Project Log – Day 43: Infra ready for distribution

Confirmed expected amount of processing units

Quick post to clarify that yes, I have up to 16 available threads for my R container(s) in the new miniPC.

And the containers work the same (that was expected) regardless where I run them.

Here a screenshot for situation as viewed from my Mac, with 3 containers running locally and assigned each 2 Cores (8*.25), plus one container running from the miniPC (internal wifi network, yes, I know, I should work on the TLS and authentication and all that, but that’s all way beyond the point for my short term objectives).

So workload “distribution” capacity is confirmed, and setup will work… But right now it does… Well, nothing much.

EDIT

Actually, I can’t seem to be able to restrict actual CPU count found by R’s detectCores() function. It would appear this is a “feature” of VMs, but not containers, i.e. for some reason whatever I do, htop in the container sees all available CPU Cores as shown to Docker. However, if running the container with the –cpuset-cpus and a list of CPUs, the container will see the correct number of CPUs USING nproc, but NOT using htop NOR with the aforementioned R function.

This calls for some consideration: I don’t want my containers to use ALL possible computing power. I can limit that by limiting available CPUs to the Docker engine altogether (easy in Mac with Docker Desktop, a bit messier in Windows…).

Or maybe I need to use the –cpuset-cpus runtime option ALONGSIDE a system call from within R to find out exactly how many cores I can actually use, and then use just that for registerDoParallel()… Messy, but more flexible.

Or I can limit in my R code, using say detectCores()-2, and ASSUME that I will NOT compete on the same machine with other containers… Simpler (and easy in my use-case), but not real-world compatible!

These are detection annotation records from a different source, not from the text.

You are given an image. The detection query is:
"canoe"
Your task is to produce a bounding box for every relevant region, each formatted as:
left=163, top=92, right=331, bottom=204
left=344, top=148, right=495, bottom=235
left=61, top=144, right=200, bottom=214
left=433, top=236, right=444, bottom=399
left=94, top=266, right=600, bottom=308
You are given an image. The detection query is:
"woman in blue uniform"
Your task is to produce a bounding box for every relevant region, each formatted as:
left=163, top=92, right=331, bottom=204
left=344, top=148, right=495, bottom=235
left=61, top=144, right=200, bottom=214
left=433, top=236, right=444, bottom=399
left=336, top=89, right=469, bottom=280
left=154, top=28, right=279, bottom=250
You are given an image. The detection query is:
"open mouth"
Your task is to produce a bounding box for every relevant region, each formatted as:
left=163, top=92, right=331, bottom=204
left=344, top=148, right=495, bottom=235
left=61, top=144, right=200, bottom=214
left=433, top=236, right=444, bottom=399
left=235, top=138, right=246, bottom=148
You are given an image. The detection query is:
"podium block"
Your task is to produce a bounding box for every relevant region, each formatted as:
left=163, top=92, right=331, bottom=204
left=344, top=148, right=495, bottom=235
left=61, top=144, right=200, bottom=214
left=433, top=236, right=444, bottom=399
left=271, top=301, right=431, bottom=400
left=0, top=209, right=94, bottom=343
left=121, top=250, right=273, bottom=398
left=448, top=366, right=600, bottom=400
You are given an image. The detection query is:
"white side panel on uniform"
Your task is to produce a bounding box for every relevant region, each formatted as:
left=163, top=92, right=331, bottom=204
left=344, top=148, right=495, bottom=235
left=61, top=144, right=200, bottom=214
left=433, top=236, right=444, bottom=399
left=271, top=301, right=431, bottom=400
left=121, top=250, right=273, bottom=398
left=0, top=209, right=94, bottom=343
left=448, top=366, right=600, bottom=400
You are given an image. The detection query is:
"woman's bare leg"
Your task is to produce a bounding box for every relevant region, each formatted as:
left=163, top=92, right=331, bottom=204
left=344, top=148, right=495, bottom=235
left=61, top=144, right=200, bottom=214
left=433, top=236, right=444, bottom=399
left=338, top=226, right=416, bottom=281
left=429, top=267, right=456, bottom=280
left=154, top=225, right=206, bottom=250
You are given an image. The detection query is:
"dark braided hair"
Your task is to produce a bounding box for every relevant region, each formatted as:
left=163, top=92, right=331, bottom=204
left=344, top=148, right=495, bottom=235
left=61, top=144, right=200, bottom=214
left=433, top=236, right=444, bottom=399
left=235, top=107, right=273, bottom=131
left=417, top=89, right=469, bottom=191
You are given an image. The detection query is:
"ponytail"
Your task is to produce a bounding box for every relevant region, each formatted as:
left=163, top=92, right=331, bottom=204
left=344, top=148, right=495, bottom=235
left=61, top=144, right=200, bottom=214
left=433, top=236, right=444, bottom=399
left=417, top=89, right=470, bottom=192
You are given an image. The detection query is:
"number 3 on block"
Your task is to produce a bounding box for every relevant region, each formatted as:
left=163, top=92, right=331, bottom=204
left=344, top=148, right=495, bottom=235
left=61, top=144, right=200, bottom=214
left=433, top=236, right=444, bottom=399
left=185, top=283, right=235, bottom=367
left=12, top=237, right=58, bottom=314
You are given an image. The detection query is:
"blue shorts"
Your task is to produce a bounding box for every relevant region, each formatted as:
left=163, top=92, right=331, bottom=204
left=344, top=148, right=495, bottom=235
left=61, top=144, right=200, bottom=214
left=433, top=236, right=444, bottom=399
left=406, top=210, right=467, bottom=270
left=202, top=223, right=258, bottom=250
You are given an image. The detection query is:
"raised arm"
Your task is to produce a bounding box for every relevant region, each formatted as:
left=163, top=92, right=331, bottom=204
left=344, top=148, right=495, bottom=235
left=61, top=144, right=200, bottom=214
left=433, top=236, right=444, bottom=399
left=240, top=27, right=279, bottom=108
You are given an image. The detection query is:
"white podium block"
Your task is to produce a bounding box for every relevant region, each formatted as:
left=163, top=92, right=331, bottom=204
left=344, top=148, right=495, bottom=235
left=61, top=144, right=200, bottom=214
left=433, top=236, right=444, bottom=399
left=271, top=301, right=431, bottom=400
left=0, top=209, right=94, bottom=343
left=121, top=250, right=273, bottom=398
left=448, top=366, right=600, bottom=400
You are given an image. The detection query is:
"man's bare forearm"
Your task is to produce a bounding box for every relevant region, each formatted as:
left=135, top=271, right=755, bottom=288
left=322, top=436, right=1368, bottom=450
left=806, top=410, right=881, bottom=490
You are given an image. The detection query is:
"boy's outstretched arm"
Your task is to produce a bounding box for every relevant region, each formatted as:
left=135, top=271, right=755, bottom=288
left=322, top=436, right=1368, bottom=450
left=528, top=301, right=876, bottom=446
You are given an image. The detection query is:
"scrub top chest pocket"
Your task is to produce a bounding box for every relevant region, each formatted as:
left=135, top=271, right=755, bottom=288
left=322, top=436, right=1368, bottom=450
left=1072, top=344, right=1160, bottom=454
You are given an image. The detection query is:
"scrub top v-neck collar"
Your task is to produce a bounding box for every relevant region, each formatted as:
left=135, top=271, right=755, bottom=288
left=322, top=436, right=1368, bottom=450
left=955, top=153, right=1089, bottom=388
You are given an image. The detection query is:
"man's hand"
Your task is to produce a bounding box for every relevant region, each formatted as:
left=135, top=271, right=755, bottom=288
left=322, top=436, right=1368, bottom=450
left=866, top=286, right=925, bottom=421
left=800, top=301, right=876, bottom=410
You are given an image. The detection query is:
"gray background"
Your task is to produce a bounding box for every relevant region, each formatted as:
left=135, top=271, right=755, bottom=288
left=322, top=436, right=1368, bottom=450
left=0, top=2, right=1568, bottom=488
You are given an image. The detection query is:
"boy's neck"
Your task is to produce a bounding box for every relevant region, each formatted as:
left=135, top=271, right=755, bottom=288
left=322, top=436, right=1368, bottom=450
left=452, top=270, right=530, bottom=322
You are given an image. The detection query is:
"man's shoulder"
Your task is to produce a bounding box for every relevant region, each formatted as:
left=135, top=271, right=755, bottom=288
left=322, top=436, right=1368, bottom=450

That was a bit unexpected 🙁 But OK, we will get around that.

Still dumb workers

I’m working on the refactoring of the code, I have indeed separated already “one configuration simulation run” from the rest of the code into a function: It will run one full GA optimization of a given SIS simulation from a given graph, a given budget and base Beta (say), some more parameters (population parameters mostly).

So I will next have to encapsulate such parameters as JSON, pass them as POST request to one or more workers (one config per worker, otherwise…).

Then obviously some more code to try and distribute the load a bit intelligently, so that I don’t have workers doing nothing for too long while others are very busy. So probably a simple loop, and a couple of functions to test availability of results, should do the trick. (There will be fragmentation and it won’t be optimum, sure, but it will still “multiply” the processing capacity, if not perfectly with the number of available processing units. That’s quite acceptable.)

And I should then be about ready to go back to the “actual work”.